In 1960 Rev. Harris led Hopewell's youth in a vibrant sit-in campaign targeting segregated drugstore lunch counters, where Black residents were allowed to make purchases but forbidden to sit down to eat. The sit-ins were not his first experience with leadership, though, as photos in this collection reveal. He was also an active leader in his union, Local 12103, which organized workers at the Allied Chemical and Dye Company where Harris worked as a janitor before becoming a minister.[ii]
Harris rapidly rose in the SCLC's leadership structure.
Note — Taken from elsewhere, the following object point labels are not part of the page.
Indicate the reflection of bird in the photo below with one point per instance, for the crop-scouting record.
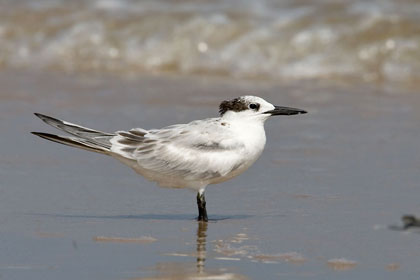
(410, 221)
(192, 155)
(201, 246)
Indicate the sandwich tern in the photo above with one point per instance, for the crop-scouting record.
(192, 155)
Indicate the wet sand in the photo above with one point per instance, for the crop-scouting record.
(316, 205)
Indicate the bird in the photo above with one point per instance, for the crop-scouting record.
(192, 155)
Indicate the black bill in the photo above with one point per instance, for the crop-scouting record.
(279, 110)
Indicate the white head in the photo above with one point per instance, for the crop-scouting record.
(253, 108)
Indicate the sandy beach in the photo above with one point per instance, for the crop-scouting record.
(317, 204)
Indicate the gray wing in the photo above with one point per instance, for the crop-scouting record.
(199, 150)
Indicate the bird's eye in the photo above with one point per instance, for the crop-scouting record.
(253, 106)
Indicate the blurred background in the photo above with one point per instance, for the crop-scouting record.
(319, 204)
(355, 41)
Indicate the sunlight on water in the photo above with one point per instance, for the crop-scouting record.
(375, 41)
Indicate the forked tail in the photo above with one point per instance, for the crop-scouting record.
(83, 137)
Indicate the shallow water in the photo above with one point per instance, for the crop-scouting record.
(276, 40)
(316, 205)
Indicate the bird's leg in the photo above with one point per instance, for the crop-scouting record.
(201, 203)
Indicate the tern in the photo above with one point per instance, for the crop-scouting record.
(192, 155)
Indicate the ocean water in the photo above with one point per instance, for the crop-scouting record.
(369, 41)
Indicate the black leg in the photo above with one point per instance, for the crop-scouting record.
(201, 203)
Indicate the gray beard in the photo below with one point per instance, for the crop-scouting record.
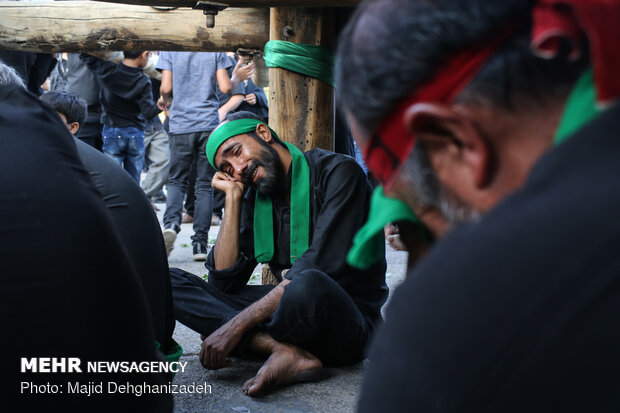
(455, 211)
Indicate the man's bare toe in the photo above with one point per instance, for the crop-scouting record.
(286, 365)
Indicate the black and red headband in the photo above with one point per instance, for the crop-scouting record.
(553, 21)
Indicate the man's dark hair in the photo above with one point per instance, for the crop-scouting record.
(244, 114)
(72, 106)
(389, 47)
(132, 54)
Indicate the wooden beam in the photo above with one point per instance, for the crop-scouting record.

He was appointed to the organization's National Board in 1961 and elected president of the state-wide organization in 1963.[iii] He attended the March on Washington in 1963, as well as the 1965 Selma-to-Montgomery march. In 1966, Andrew Young sought his input on King's plan to launch an organizing campaign in Chicago, indicating Harris's stature in the SCLC.[iv]
Harris is somewhat known for his role in the Danville protests of 1963, where he was arrested; yet this our collection provides deep insights into his role as an activist after the 1960's.[v] He came to embrace environmentalism later in life, going to jail in 1984 in Warren County, North Carolina for a protest over the placement of a toxic waste dump in proximity to the local Black community.[vi] Similarly, in 2008 he worked to stop the placement of an ethanol plant within a Black neighborhood in Hopewell. In the early 1990's he led a boycott of a nearby Colonial Heights mall to protest the city's practice of housing, employment, and educational discrimination.[vii]
Carrying his work into the political realm, he was elected to Hopewell's City Council in 1986, and became the city's first Black mayor in 1998.[viii] The Reverend Curtis West Harris passed away in 2017 and was buried in Appomattox Cemetery, a site he had first fought to integrate in 1960 when the Hopewell Improvement Association filed suit to integrate the municipally owned burial ground.[ix]
Notes:
[i] Lauranett Lee's history Hopewell, Virginia's Black community is the only book to explore Harris's life, Lauranett L. Lee, Making the American Dream Work: A Cultural History of African Americans in Hopewell, Virginia (Hampton, VA: SPS Press Publishing, 2008), 124-157.
[ii] For more on Local 12103 of the United Mine Workers of America that Harris was a part of see "Hopewell, Virginia Locals of United Mine Workers of America Photograph Collection," Multiple Exposure (blog), Library of Virginia, April 27, 2011, https://www.virginiamemory.com/blogs/multiple_exposure/2011/04/27/hopewell-virginia-locals-of-united-mine-workers-of-america-photograph-collection-2.
[iii] Chronology of Selected Events in the Life of Rev. Curtis W. Harris (undated), Mss. Acc. 2014.006, Box 1, Folder 2, Curtis West Harris and Ruth Jones Harris Papers, Special Collections, Swem Library, William & Mary.
[iv] Letter from Andrew J. Young to Curtis Harris, Jan. 26, 1966, Mss. Acc. 2014.006, Box 10, Folder 7, Curtis West Harris and Ruth Jones Harris Papers, Special Collections, Swem Library, William & Mary.
[v] For more on the Danville movement see Emma Edmonds, Mapping Local Knowledge: Danville, Virginia 1945-1975, accessed Jan. 17, 2019, https://www.vcdh.virginia.edu/cslk/danville/
[vi] Alex Marshall, "Group Places Demands on City Concerning Labor Day Unrest," Virginian-Pilot, Sept. 23, 1989, B1, Mss. Acc. 2014.006, Box 23, Folder 3, Curtis West Harris and Ruth Jones Harris Papers, Special Collections, Swem Library, William & Mary.
[vii] Pamela Stallsmith, "SCLC to End its Boycott of Mall, City," Richmond Times-Dispatch, Dec. 16, 1992, Mss. Acc. 2014.006, Box 18, Folder 1, Curtis West Harris and Ruth Jones Harris Papers, Special Collections, Swem Library, William & Mary.
[viii] Chronology of Selected Events in the Life of Rev. Curtis W. Harris, Mss. Acc. 2014.006, Box 1, Folder 2, Curtis West Harris and Ruth Jones Harris Papers, Special Collections, Swem Library, William & Mary.